Le fait est que Hussein, qui avait été élu Dey le premier mars 1818, profita d'une visite de courtoisie que lui fit Deval le 27 avril 1827, à l'occasion de l'Aïd el-Fitr, pour, semble-t-il, soulever cette question des dettes françaises et demander l'extradition de deux escrocs qui avaient trouvé refuge en France, en même temps que poser la question de l'armement en canons de la concession de La Calle, qui était supposée être un simple entrepôt commercial et se transformait peu à peu en forteresse française sur le territoire algérien.

 Il semble bien que l'audience accordée à Deval, et à la veille de l'Aïd, était une audience privée et nul d'autre que les deux hommes n'était présent, à l'exception d'un officier du protocole du Dey. Car, suivant un historien français : «Dans tout le Levant, dans les visites de cérémonie, le consul français a le pas sur tous les autres consuls, depuis une altercation qu'il y a eu entre un consul anglais et un consul de France? Le Dey avait décidé qu'à l'avenir, le consul de France irait seul, la veille de ces fêtes, faire seul son compliment. Lors du Baïram de 1827, Monsieur Deval, notre consul, s'était présenté comme à l'ordinaire...». (Le Contemporain en Egypte ; op.cit. p. 23).

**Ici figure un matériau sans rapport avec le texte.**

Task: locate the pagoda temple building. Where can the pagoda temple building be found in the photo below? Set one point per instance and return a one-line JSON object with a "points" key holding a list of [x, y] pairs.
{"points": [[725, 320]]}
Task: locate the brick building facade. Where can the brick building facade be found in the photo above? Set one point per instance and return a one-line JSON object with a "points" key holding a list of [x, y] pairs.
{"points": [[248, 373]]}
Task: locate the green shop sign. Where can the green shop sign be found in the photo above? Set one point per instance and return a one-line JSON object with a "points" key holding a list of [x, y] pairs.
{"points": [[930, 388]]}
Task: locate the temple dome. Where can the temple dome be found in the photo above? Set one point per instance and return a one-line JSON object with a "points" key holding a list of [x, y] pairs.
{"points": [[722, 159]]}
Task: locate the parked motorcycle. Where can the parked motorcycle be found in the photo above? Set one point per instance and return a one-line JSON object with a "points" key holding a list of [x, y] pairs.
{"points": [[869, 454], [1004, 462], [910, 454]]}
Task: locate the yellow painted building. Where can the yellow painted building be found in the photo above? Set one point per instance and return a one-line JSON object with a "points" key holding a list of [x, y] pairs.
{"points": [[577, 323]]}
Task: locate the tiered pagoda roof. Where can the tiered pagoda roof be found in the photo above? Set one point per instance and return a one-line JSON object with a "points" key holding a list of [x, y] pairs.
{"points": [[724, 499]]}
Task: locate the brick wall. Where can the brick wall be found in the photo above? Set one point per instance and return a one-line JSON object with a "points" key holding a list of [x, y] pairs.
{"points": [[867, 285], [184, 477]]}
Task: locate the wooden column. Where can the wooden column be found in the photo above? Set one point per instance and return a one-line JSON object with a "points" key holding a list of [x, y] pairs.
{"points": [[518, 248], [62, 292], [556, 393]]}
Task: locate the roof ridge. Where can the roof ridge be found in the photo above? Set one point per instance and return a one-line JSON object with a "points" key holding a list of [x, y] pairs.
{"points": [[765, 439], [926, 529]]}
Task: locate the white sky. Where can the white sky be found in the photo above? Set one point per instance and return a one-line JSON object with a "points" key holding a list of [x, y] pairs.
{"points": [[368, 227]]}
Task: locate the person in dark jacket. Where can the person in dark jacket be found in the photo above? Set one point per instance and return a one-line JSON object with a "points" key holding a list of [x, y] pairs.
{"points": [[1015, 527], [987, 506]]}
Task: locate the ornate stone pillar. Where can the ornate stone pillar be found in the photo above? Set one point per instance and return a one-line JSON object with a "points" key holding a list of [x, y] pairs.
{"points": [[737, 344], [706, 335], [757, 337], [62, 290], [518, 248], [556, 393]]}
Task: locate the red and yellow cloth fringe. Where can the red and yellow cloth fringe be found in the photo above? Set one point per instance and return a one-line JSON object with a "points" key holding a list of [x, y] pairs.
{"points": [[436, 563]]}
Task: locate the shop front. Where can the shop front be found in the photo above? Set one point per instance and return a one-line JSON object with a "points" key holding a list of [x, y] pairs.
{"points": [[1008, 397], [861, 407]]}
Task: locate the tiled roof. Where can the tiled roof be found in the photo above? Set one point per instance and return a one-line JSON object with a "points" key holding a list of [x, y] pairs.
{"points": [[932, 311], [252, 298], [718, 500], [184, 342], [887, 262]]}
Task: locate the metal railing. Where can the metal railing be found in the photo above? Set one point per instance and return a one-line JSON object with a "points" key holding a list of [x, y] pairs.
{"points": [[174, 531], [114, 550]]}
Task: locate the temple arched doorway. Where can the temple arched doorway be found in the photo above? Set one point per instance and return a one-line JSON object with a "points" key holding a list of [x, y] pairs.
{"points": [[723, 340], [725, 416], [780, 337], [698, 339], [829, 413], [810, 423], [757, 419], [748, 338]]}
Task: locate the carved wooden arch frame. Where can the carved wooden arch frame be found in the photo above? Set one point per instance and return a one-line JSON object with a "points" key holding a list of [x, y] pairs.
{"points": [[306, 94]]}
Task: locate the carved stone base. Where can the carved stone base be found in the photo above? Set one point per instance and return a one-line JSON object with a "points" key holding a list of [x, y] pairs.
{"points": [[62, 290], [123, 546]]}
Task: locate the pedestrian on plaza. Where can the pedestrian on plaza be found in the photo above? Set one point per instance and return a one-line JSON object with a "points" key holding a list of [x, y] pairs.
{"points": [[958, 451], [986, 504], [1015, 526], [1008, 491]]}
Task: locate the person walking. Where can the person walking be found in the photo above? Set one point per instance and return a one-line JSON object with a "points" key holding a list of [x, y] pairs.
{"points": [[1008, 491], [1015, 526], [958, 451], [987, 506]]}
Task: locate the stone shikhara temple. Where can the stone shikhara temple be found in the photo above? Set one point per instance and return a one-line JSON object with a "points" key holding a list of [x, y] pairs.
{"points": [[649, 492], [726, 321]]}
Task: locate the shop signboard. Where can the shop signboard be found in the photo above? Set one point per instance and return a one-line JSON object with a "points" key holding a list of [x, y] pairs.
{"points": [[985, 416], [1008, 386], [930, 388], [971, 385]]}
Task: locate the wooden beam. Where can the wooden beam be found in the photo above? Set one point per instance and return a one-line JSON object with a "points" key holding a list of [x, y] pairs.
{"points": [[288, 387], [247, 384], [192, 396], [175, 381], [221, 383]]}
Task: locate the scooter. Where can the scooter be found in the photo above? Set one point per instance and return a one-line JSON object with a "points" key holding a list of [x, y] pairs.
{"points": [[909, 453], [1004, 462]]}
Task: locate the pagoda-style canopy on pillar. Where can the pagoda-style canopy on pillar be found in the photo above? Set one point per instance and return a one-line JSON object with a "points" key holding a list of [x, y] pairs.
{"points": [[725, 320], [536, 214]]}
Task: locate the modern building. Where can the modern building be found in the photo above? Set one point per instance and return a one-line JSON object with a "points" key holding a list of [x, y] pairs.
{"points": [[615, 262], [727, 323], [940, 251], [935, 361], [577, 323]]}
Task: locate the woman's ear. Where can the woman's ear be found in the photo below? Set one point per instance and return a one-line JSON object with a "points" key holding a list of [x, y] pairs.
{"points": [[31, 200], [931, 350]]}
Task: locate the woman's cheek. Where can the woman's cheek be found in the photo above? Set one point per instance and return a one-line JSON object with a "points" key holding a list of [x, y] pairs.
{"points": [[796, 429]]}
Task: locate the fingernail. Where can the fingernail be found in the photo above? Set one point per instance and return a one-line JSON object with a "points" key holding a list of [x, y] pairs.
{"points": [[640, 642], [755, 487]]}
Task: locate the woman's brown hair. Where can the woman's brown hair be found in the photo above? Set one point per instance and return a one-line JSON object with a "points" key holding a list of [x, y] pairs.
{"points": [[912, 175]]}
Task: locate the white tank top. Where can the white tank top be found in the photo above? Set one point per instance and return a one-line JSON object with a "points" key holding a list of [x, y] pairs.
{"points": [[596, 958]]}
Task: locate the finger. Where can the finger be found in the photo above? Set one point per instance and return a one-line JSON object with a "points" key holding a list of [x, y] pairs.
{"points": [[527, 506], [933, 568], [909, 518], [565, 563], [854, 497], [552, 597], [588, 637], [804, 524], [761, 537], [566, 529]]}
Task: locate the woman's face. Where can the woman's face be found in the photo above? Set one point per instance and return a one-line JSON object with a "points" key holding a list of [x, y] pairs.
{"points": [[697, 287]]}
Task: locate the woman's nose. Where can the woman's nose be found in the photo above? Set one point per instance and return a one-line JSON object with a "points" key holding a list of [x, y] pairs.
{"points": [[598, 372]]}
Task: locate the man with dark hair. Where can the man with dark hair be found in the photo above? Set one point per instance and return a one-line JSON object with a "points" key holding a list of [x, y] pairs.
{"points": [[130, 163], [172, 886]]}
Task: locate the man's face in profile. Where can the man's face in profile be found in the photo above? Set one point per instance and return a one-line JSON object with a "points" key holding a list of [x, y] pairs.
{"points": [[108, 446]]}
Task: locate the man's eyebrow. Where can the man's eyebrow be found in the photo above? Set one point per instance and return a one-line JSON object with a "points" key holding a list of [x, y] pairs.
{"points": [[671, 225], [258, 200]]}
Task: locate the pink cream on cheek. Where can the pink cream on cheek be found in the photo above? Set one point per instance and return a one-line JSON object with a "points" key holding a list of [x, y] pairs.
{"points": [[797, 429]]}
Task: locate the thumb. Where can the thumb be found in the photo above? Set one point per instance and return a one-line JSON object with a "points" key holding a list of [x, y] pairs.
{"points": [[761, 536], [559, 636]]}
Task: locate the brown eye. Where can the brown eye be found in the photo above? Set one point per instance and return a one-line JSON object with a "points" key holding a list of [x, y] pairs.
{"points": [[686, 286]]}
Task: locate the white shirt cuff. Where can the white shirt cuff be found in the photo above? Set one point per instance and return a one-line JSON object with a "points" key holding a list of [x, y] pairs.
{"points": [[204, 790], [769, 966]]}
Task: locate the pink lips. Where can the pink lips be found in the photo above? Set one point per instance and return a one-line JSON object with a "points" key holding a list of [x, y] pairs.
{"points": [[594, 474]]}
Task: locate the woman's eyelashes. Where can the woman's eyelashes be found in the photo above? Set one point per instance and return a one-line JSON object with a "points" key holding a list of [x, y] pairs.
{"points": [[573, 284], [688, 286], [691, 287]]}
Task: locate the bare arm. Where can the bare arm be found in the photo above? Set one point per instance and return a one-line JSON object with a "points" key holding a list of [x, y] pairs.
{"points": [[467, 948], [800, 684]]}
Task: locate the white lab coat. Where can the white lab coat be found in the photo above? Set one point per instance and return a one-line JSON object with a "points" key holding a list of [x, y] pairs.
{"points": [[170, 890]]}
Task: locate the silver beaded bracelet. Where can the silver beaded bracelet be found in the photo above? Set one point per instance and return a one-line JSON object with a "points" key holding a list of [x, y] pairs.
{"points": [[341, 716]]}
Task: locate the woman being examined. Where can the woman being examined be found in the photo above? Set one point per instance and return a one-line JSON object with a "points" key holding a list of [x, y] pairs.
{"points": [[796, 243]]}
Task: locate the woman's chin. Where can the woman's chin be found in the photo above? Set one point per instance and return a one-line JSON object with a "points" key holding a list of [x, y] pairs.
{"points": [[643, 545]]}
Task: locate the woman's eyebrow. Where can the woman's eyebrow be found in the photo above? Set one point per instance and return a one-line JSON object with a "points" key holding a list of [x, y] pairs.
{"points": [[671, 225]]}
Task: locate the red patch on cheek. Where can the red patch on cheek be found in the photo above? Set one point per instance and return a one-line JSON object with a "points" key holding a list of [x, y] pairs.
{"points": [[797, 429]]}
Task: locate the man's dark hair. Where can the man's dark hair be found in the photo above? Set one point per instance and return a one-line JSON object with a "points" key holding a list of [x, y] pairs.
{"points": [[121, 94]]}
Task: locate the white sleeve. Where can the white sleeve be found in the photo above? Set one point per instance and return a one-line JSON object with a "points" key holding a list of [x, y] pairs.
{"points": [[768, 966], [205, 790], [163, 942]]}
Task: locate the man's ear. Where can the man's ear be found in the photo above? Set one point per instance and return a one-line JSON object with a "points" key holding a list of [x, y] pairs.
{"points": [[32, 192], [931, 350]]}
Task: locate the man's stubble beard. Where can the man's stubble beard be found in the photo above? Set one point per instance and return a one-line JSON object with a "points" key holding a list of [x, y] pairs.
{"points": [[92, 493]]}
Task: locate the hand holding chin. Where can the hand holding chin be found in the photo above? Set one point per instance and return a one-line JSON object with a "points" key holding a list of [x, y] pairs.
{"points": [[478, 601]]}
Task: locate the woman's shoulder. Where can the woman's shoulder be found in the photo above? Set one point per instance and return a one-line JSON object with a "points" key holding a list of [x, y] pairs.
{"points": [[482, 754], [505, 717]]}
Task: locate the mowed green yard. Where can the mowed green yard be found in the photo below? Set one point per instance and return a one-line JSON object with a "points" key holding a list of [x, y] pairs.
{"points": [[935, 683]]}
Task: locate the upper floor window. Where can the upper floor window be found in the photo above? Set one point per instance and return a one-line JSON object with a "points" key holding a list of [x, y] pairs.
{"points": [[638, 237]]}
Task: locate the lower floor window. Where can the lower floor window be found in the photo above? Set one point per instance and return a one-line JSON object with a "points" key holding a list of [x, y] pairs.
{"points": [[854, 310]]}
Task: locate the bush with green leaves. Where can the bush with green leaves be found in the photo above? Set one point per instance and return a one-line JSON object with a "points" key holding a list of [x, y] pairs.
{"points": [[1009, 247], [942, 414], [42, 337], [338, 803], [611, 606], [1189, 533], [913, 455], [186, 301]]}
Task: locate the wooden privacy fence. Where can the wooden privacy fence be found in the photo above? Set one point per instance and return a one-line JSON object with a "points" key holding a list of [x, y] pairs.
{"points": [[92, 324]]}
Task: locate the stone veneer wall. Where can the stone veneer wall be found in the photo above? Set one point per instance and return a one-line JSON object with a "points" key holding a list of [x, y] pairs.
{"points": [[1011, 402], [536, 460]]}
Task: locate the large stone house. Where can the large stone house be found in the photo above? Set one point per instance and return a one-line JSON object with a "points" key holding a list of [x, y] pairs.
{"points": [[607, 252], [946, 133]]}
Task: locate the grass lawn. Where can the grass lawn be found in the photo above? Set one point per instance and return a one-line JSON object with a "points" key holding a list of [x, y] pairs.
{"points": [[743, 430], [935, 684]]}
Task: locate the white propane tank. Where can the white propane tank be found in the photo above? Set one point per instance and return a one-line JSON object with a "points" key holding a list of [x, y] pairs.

NULLEMENT UNE RECEPTION PUBLIQUE

Donc, contrairement à ce qu'ont constamment affirmé de nombreux écrivains, nul autre diplomate que Deval n'était présent à cette audience ; de plus, corroborant le caractère privé de cette audience, toujours suivant Nettement, «M. Deval, qui parlait avec une égale facilité le turc et l'arabe, s'exprimait sans l'intermédiaire d'un interprète» (dans «Histoire de la conquête d'Alger», Lecoffre fils et Cie Successeurs, Paris, 1867, p. 144).